Moonwalk One: documenting the moon landing

INTERVIEW: We talk to documentary director Theo Kamacke

Moonwalk One: documenting the moon landing. Home Cinema, DVD, Documentary, Interviews 1 View more images

14 July 2009 18:37 GMT / By Stuart Miles

"Not many people know this, but the reason the Apollo 11 film footage is so ghostly is because of technical issues in getting the live footage back from the moon".

Theo Kamecke was asked to create a documentary that captured the Apollo 11 moon mission that launched on the 16 July 1969 starting a new era in Space exploration.

"To make sure that the images got back to earth, anything that didn't move, ie the background, was only transmitted every second, Buzz hopping around however was real time. The result meant that Buzz Aldrin and Neil Armstrong appeared ghostly, as if you could see through them".

It's one of the many conspiracy theories that people use when suggesting Man never made it to the Earth's only orbiting rock.

"We went, that's a fact", claims Kamecke, who having looked through hours of footage would know, when pitched the question of whether we really did make it that far. "People believe what they want to believe of course, but there are plenty of facts to prove it".
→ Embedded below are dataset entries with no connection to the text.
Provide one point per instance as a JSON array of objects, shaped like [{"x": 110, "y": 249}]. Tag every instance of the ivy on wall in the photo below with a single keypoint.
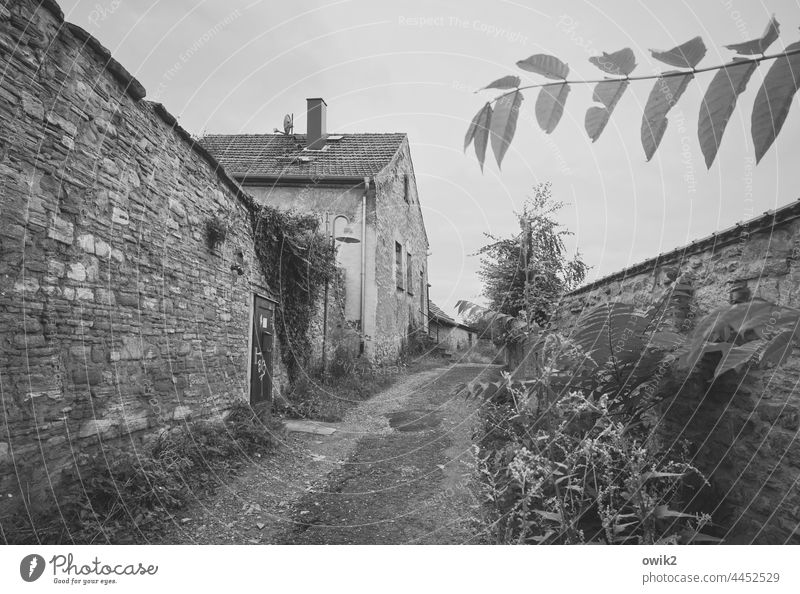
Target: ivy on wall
[{"x": 297, "y": 261}]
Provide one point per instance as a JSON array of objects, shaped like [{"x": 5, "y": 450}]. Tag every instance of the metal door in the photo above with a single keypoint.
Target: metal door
[{"x": 261, "y": 354}]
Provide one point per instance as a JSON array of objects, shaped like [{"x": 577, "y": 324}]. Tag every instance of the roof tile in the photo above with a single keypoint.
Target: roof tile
[{"x": 278, "y": 155}]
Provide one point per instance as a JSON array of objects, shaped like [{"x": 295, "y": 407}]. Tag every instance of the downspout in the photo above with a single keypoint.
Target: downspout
[{"x": 363, "y": 263}]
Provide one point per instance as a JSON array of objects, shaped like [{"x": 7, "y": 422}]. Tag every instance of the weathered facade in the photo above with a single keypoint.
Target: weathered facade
[
  {"x": 361, "y": 184},
  {"x": 744, "y": 430},
  {"x": 118, "y": 319}
]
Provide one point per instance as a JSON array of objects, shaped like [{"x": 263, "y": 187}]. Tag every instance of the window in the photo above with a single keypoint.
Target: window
[
  {"x": 398, "y": 265},
  {"x": 409, "y": 275},
  {"x": 422, "y": 291}
]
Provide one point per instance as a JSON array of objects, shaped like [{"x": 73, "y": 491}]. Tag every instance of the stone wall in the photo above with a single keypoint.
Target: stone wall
[
  {"x": 452, "y": 338},
  {"x": 117, "y": 320},
  {"x": 399, "y": 220},
  {"x": 744, "y": 430}
]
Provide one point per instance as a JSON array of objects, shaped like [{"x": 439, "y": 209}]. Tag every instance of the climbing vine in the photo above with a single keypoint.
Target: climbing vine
[{"x": 297, "y": 260}]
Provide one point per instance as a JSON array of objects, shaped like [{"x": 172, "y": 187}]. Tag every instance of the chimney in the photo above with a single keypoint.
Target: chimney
[{"x": 316, "y": 131}]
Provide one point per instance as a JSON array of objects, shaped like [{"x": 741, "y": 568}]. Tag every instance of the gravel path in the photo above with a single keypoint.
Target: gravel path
[{"x": 399, "y": 469}]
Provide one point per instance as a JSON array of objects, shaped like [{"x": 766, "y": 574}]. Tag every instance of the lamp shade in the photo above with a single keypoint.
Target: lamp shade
[{"x": 347, "y": 236}]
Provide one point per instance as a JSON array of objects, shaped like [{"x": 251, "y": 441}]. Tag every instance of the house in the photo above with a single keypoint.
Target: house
[
  {"x": 448, "y": 333},
  {"x": 364, "y": 190}
]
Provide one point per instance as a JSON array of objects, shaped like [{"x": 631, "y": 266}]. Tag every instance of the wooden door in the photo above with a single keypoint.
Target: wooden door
[{"x": 261, "y": 354}]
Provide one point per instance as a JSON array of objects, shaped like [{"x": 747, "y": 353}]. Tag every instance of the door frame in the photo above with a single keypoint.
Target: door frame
[{"x": 251, "y": 318}]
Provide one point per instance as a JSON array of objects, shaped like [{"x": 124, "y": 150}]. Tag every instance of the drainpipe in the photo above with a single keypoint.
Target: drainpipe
[{"x": 363, "y": 262}]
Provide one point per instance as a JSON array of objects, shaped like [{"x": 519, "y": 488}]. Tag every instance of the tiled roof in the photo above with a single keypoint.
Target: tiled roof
[
  {"x": 435, "y": 312},
  {"x": 278, "y": 155}
]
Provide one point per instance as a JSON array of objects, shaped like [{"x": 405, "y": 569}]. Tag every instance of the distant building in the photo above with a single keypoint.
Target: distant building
[
  {"x": 450, "y": 334},
  {"x": 363, "y": 188}
]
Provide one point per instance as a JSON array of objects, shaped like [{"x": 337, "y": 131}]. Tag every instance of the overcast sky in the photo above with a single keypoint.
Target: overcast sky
[{"x": 237, "y": 66}]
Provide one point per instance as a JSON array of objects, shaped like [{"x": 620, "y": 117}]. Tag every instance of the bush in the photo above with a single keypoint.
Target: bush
[
  {"x": 578, "y": 474},
  {"x": 120, "y": 495}
]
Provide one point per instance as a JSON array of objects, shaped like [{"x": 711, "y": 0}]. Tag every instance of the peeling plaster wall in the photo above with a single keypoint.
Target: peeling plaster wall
[{"x": 117, "y": 321}]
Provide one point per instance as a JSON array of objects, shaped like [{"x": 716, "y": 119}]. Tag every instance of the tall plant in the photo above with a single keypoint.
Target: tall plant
[
  {"x": 496, "y": 121},
  {"x": 530, "y": 271}
]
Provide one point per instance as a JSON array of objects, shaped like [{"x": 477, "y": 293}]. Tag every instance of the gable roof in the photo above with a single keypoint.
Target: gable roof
[
  {"x": 278, "y": 155},
  {"x": 435, "y": 312}
]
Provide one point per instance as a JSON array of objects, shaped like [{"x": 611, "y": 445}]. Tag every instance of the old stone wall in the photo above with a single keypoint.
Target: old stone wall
[
  {"x": 117, "y": 319},
  {"x": 743, "y": 429},
  {"x": 399, "y": 220}
]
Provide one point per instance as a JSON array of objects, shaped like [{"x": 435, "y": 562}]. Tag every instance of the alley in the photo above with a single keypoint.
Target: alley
[{"x": 399, "y": 469}]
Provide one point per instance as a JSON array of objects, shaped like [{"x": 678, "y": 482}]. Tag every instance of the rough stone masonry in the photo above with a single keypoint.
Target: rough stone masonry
[{"x": 117, "y": 319}]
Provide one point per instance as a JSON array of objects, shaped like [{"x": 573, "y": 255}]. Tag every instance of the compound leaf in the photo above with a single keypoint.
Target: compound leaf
[
  {"x": 663, "y": 96},
  {"x": 686, "y": 55},
  {"x": 546, "y": 65},
  {"x": 507, "y": 82},
  {"x": 760, "y": 45},
  {"x": 774, "y": 99},
  {"x": 620, "y": 63},
  {"x": 550, "y": 106},
  {"x": 504, "y": 123},
  {"x": 608, "y": 93}
]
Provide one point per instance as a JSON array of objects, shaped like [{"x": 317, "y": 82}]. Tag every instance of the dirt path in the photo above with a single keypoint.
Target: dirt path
[{"x": 399, "y": 469}]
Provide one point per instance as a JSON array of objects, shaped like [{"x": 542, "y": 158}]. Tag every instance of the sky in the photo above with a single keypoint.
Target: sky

Conspiracy theories aside (we had to ask), the hardest thing about making a movie about a Space launch is that the world would be bored of the same footage we had all seen on our televisions, recollects Kamecke.

Working closely with NASA, Kamecke decided on a simple approach focusing on the human story rather than the technical one, capturing the emotions of those involved or watching, rather than the large technical element of what was about to happen.

"It had to stand the test of time, like a time capsule."

The centrepiece of course was the launch itself with Kamecke turning to NASA for the main footage.

"I was reading one of NASA's launch manuals in preparation and found that NASA had 240 engineering cameras around the launch pad capturing everything in slow motion".

But the footage, almost never made it to the film says Kamecke.

"Once they shot it, it was bundled up and sent down to Huntsville, Alabama for analysing, if they didn't use it, it got thrown in a box and left to rot. Luckily I was able to dig it out and then use it in the film. It was certainly better than the limited three media spots NASA was giving out to the Media".

But the biggest problem wasn't getting the footage on the relatively small budget, or digging out footage from cardboard boxes in a lab in Alabama, but actually working out how all the different film types would go together.

A lack of digital cameras (it was 1969) meant Kamecke had to shoot in film, and with different stock being used in different locations, everything from 8mm to 16mm to 35mm and even some 70mm, Kamecke settled to produce it all on 35mm.

"The editing and filming process is a lot easier today", Kamecke comments on going back into the studio to re-cut the film for its 40-year anniversary release.

Available on DVD for the first time, the movie was almost lost to the annals of time, before being found under Kamecke's office desk.

The new version will sport a 5.1 sound track, a director's commentary and a host of extra features about making the movie.

Asked whether Kamecke believes he will be around to make a documentary about the first Mars landing, he very much hopes so, but says the secret to making this one relevant 40 years later is the human emotion rather than the technical aspects of the film.